Canudos que encerrou sua luta em um banho de sangue e, posteriormente, foi encoberta pelas águas de um açude, na tentativa dos militares de apagar uma tragédia histórica. Quem duvidar do que está sendo narrado aqui que leia talvez o maior clássico brasileiro, “Os Sertões” de Euclides da Cunha, ele também um militar. Mas um homem, como muitos outros militares antes e depois dele, sensível às condições humanas.
Não um bruto, um truculento que faria inveja a Tomás de Torquemada (1420-1498), o monstro que gerenciou a Inquisição na Espanha, um dos atos de brutalidade indescritível que integra a dramática história da humanidade nesta terceira pedra do Sol.
Estamos em meio a um impasse. Mais uma vez um impasse neste país que abrigou a mais longeva experiência de escravidão em todo o Ocidente. A escravidão que está nos alicerces da história nacional como uma chaga em decomposição infinita, contaminando o organismo social sem que nenhum medicamento, além da cultura/educação/reflexão, possa pôr fim.
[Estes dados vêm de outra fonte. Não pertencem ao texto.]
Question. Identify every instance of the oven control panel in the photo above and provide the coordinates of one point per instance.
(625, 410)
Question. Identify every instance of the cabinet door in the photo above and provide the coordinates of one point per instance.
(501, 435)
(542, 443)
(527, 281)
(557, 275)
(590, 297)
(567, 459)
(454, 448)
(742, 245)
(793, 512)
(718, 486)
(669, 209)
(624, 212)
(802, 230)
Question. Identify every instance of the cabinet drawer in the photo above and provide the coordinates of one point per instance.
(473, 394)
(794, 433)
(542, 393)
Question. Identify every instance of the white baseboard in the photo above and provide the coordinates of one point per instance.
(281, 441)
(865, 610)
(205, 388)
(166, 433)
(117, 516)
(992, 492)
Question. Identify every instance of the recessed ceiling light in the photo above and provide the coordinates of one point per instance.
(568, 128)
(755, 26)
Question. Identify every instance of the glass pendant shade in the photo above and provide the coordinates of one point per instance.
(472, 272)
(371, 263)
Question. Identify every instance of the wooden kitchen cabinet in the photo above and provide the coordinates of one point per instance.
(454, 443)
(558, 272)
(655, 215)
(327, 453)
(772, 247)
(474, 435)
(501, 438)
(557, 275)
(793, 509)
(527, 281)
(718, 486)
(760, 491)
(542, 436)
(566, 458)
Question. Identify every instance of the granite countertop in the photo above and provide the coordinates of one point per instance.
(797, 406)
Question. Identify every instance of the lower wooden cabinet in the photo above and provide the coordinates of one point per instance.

A cultura/educação/reflexão são o tripé de uma democracia estável, indispensável à construção de um futuro promissor. Sem ela, o único à vista, no horizonte e abaixo dele, é a barbárie, a violência e um sofrimento sem fim, o aceno de uma orfandade cósmica, como se os deuses tivessem abandonado para sempre um agrupamento de miseráveis sob as estrelas.
Fico constrangido em não poder oferecer aos demais o chá e o pequeno pacote de lanche que levo para as duas pessoas queridas na fila de uma suposta vacinação, onde um milésimo, exatamente um milésimo das necessidades será atendido. Com frustração dos dois lados. Os que tiveram acesso à imunização levarão para casa um sentimento de culpa, consciente ou não, de que tiveram sorte em meio a uma multidão que não teve.
O que posso fazer para amenizar a dor que trago no corpo quando volto para a casa, com as xícaras rescendendo o chá, o lanche que não foi todo consumido (sei que por um certo constrangimento pelo que pode ter parecido privilégio, não um ato de afeto indispensável).
Tudo que posso fazer é compartilhar minha experiência nesta madrugada fria como sorvete que remete à história para dizer: todo fascismo emerge em meio à glorificação indevida e o entusiasmo sem consistência, para terminar em lágrimas, perdas e dor profunda. E, desta vez, não será diferente.
Imagem: Representação de Canudos, norte da Bahia, onde o sangue humano encharcou a terra ao final de 1897.